The Hague Group, led by Malaysia, South Africa, and Colombia, formed in January 2025 in “defense of international law” and in solidarity with Palestinians. Over 70 countries from all regions signed a joint statement defending multilateralism at the UN. Earlier, in 2017, former Danish Prime Minister Anders Fogh Rasmussen set up the Alliance of Democracies Foundation to rally the dwindling ranks of democratic countries to “support each other against authoritarian pressures.”
Whatever its precise contours, an alliance of rights-respecting democracies would offer a hopeful counterpoint to the authoritarian trope of China’s and Russia’s leaders standing alongside North Korea’s Kim Jong Un, observing military hardware in a parade in Beijing’s Tiananmen Square in September. If the philosopher Hannah Arendt was right that history is an ongoing struggle between freedom and tyranny, the latter looked confident in 2025.
Yet, even in the worst of times, the idea of freedom and human rights is enduring. People power remains an engine for change. In the US, “No Kings” marches have drawn millions, protesters in Chicago, Minneapolis, Los Angeles, and around the country have stood up against the deployment of the National Guard and ICE abuses, and students are still organizing for Palestine on university campuses despite draconian crackdowns and visa revocations.
People gather facing law enforcement after marching through downtown Austin, Texas at the conclusion of the "No Kings Day" demonstration in the US, June 9, 2026.
Buoyed by popular resistance, South Korean parliamentarians impeached their president to prevent him from grabbing power through martial law. Grassroots aid efforts by Sudan’s emergency response rooms, Hong Kong’s fire relief, Sri Lanka’s cyclone relief community kitchens, and Ukrainian mutual aid and solidarity collectives represent the best of this trend.
In 2025, Gen Z protests against corruption, inadequate public services, and poor governance in Nepal, Indonesia, and Morocco brought to the forefront the need for governments to listen to their youth and tackle corruption and inequality. But as the difficulties of restoring rights in Bangladesh after years under an authoritarian government illustrates, gains won through public mobilization can easily be lost unless democratic participation and free expression remain unassailable.

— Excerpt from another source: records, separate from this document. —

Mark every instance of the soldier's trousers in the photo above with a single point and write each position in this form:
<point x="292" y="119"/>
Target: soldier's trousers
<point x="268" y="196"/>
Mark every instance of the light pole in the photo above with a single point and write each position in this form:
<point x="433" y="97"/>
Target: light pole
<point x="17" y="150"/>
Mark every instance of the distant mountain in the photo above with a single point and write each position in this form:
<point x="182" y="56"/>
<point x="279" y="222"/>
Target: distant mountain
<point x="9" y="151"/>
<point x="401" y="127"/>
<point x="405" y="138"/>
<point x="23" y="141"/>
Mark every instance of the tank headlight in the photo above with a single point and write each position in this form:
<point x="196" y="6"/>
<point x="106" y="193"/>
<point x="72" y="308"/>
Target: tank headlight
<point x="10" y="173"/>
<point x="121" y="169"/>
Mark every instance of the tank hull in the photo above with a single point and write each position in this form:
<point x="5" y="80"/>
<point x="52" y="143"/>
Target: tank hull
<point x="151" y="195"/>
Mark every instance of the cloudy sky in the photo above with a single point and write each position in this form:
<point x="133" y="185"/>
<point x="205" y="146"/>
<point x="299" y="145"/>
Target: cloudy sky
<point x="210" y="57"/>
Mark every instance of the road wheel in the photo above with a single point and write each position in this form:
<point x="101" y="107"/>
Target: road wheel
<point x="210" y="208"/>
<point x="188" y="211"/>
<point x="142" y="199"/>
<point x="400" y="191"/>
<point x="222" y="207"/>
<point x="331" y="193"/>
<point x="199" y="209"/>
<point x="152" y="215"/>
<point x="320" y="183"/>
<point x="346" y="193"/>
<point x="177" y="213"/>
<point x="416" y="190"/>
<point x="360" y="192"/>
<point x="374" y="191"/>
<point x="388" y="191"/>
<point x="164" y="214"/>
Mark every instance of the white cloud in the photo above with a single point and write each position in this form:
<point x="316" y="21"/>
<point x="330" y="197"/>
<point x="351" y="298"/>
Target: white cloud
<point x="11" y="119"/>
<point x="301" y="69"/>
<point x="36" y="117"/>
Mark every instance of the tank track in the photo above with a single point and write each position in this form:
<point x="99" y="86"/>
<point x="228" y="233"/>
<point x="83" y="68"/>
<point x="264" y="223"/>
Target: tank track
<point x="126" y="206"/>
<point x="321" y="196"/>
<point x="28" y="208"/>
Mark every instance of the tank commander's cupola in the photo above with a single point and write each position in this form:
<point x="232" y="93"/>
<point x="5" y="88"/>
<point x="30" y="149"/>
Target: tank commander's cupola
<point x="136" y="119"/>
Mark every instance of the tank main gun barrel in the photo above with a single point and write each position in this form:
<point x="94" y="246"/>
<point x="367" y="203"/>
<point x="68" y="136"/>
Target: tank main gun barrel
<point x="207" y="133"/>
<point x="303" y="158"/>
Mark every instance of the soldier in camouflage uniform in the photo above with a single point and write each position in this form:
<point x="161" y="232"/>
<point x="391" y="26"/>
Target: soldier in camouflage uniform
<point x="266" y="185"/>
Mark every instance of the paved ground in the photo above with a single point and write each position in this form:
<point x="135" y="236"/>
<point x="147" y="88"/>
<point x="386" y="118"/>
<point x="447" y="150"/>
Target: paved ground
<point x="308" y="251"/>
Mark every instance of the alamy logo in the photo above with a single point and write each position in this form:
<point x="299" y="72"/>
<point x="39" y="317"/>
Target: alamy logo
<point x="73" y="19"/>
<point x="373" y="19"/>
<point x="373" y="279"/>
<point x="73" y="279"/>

People take part in a youth-led protest against corruption and calling for education and healthcare reforms, in Rabat, Morocco, June 9, 2026.
Demonstrators outside Nepal's Parliament during a protest in Kathmandu condemning social media prohibitions and corruption by the government, June 9, 2026.
In this more hostile world, civil society is more critical than ever. It’s also increasingly endangered, particularly in an environment where funding is scarce. In 2025, Human Rights Watch was labeled “undesirable” and banned from operating in Russia. For partners in Egypt, Hong Kong, and India, these tactics are all too familiar. Restrictions on civil society and protest have become more commonplace in Europe, including the UK and France. And now, for the first time, many worry about risks associated with their operational presence in the US, where the Open Society Foundations, a major donor, have already been threatened, and the administration is preparing a list of “domestic terrorists” under overbroad guidance that could be interpreted to include the work of many progressive groups.
Breaking the authoritarian wave and standing up for human rights is a generational challenge. In 2026, it will play out most acutely in the US, with far-reaching consequences for the rest of the world. Fighting back will require a determined, strategic, and coordinated reaction from voters, civil society, multilateral institutions, and rights-respecting governments around the globe.
조선대는 ㄹㅇ 지잡대인데 다니는 애들은 모르더라 ㅋㅋㅋ., Human Rights Watch’s 36th annual review of human rights practices and trends around the globe, reviews developments in more than 100 countries.